Besides a bounding box, BlazeFace also predicts 6 keypoints for face landmarks (2x eyes, 2x ears, nose, mouth).

Because BlazeFace is designed for use on mobile devices, the pretrained model is in TFLite format. However, I wanted to use it from PyTorch and so I converted it.

> **NOTE:** The MediaPipe model is slightly different from the model described in the BlazeFace paper. It uses depthwise convolutions with a 3x3 kernel, not 5x5. And it only uses "single" BlazeBlocks, not "double" ones.

The BlazePaper paper mentions that there are two versions of the model, one for the front-facing camera and one for the back-facing camera. This repo includes only the frontal camera model, as that is the only one I was able to find an official trained version for. The difference between the two models is the dataset they were trained on. As the paper says,

> For the frontal camera model, only faces that occupy more than 20% of the image area were considered due to the intended use case (the threshold for the rear-facing camera model was 5%).

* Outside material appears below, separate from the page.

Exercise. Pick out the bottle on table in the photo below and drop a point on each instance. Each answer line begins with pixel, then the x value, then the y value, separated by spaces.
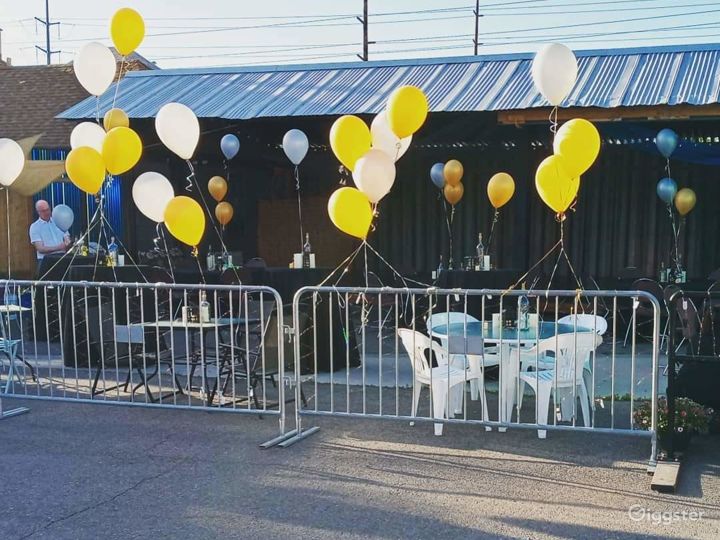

This means the included model will not be able to detect faces that are relatively small. It's really intended for selfies, not for general-purpose face detection.

## Inside this repo

Essential files:

- **blazeface.py**: defines the `BlazeFace` class that does all the work

- **blazeface.pth**: the weights for the trained model

- **anchors.npy**: lookup table with anchor boxes

Notebooks:

- **Anchors.ipynb**: creates anchor boxes and saves them as a binary file (anchors.npy)

- **Convert.ipynb**: loads the weights from the TFLite model and converts them to PyTorch format (blazeface.pth)

- **Inference.ipynb**: shows how to use the `BlazeFace` class to make face detections

## Detections

Each face detection is a PyTorch `Tensor` consisting of 17 numbers:

- The first 4 numbers describe the bounding box corners: 
    - `ymin, xmin, ymax, xmax`
    - These are normalized coordinates (between 0 and 1).

- The next 12 numbers are the x,y-coordinates of the 6 facial landmark keypoints:
    - `right_eye_x, right_eye_y`
    - `left_eye_x, left_eye_y`
    - `nose_x, nose_y`
    - `mouth_x, mouth_y`
    - `right_ear_x, right_ear_y`
    - `left_ear_x, left_ear_y`
    - Tip: these labeled as seen from the perspective of the person, so their right is your left.

- The final number is the confidence score that this detection really is a face.

## Image credits

Included for testing are the following images:

- **1face.png**. Fei Fei Li by [ITU Pictures](https://www.flickr.com/photos/itupictures/35011409612/), CC BY 2.0

- **3faces.png**. Geoffrey Hinton, Yoshua Bengio, Yann Lecun. Found at [AIBuilders](https://aibuilders.ai/le-prix-turing-recompense-trois-pionniers-de-lintelligence-artificielle-yann-lecun-yoshua-bengio-et-geoffrey-hinton/)

- **4faces.png** from Andrew Ng’s Facebook page / [KDnuggets](https://www.kdnuggets.com/2015/03/talking-machine-deep-learning-gurus-p1.html)

These images were scaled down to 128x128 pixels as that is the expected input size of the model.